Note: It is my experience that federal public servants are meticulous in documenting that they had informed their political masters about a likely tax loss. They know their duty and they knew there was a vulnerability [public hazard] in failing to regulate non-bank lenders.

There exists a paper trail from the Blue Chip tax problem into the political elite. Unless I miss my guess, all roads lead to the office of the Prime Minister of New Zealand.


Legal Aid used to fund franchise lawsuits

July 23, 2008

Now here are a couple of novel ideas from New Zealand.

Maria Slade at the ever-vigilant New Zealand Herald reports today that the 2,000 investors who have lost over $84-million in the Blue Chip franchise collapse are being encouraged to apply for legal aid to finance their attempts at getting thier money back.

Commerce Minister Lianne Dalziel says she is:

interested in helping Blue Chip investors find ways and means to access legal advice, particularly in this case where lack of funding is a barrier to legal recourse.

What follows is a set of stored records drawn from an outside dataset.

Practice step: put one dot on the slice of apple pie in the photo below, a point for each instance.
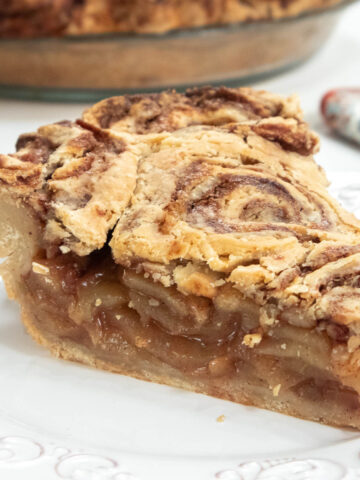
(189, 240)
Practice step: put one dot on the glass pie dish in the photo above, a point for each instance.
(91, 67)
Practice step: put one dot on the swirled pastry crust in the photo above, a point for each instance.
(63, 17)
(189, 240)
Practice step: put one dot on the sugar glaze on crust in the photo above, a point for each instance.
(206, 193)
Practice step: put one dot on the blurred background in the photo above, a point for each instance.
(52, 64)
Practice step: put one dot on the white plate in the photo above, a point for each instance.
(60, 420)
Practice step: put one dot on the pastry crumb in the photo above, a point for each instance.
(40, 269)
(276, 390)
(153, 302)
(252, 339)
(141, 342)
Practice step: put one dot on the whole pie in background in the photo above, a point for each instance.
(31, 18)
(189, 240)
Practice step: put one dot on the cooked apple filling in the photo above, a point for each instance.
(111, 309)
(189, 240)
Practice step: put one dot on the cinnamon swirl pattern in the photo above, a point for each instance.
(213, 199)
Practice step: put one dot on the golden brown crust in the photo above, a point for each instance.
(44, 17)
(204, 192)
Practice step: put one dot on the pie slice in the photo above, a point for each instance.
(189, 240)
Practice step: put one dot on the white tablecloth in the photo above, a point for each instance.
(336, 65)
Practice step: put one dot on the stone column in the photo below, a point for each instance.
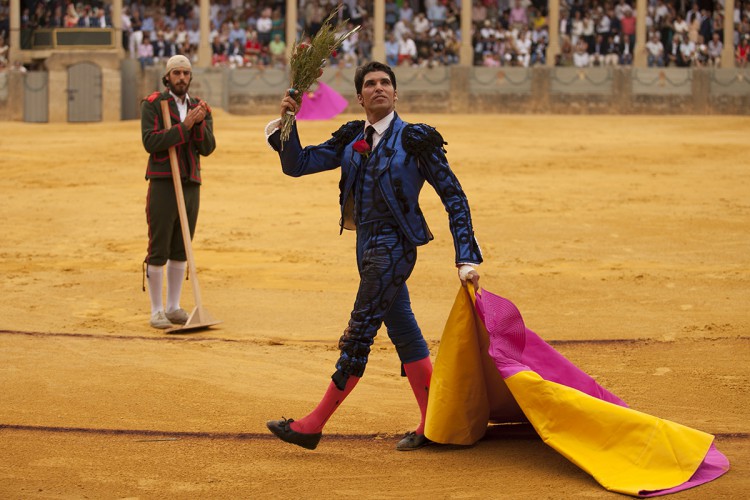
(15, 31)
(466, 52)
(116, 13)
(639, 57)
(727, 53)
(204, 46)
(378, 29)
(553, 25)
(291, 27)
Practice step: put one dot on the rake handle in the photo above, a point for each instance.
(177, 180)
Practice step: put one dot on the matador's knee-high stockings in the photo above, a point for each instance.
(316, 420)
(419, 374)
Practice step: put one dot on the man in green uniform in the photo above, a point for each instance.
(190, 132)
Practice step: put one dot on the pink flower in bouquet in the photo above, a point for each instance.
(362, 148)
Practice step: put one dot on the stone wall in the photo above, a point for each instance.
(541, 90)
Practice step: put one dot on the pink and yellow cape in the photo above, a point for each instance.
(491, 368)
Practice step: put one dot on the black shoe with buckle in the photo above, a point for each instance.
(282, 429)
(413, 441)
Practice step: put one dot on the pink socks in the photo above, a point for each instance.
(316, 420)
(419, 374)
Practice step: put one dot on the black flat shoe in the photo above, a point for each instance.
(413, 441)
(283, 430)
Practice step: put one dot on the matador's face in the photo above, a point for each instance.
(178, 81)
(378, 96)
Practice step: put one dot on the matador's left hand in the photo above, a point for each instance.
(467, 274)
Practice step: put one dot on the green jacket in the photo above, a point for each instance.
(190, 145)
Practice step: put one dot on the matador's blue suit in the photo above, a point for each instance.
(380, 199)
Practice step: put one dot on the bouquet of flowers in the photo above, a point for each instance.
(307, 62)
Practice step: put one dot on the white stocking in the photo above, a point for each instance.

This is a first: I have never seen a publicly funded legal aid program used to fund a franchise legal action.

Not that surprising that the New Zealand government doesn’t want to touch the Blue Chip mess with a 10 foot pole. It’d raise too many questions about lax commercial regulation, I’d imagine.

  • Something about creating a very friendly feeding ground for massive consumer fraud, targeting Kiwi senior citizens.
  • International financial market laughingstock? Or some other alarmist conclusions.

The second is that the the lawyers and valuation firms are being scrutinized for their professional competence.

Law firm Ellis Law, together with barristers Paul Dale and Daniel Grove, are acting on behalf of several hundred of them. Activity includes taking legal action against solicitors over allegedly negligent advice they gave on the investments.

Valuers who provided allegedly inflated valuations on properties sold through the Blue Chip scheme are also in the lawyers’ sights.

But we’re missing a key ingredient to the Blue Chip fraud sausage: The lenders. Where are they in this fiasco? The last time I checked, there should be some type of regulation or lapdog self-regulation to cover these lenders.

  • Could it be the government is handing over the heads of the small fries [no-name lawyers and valuators] to avoid looking responsible for not regulating lenders sufficiently?
  • The Kiwi government knew or would have been reasonably been expected to know that lax or no lending regulations causes loss.
  • When the chickens come home to roost, the government blames everyone except themselves.

This fraud would have been impossible without a source of funds. I suspect the government was asleep at the switch as $ millions fed this humongous scam.

  1. Remember: Sue the SOBs with insurance, when you don’t have the cojones to sue the government and Her Majesty’s ministers.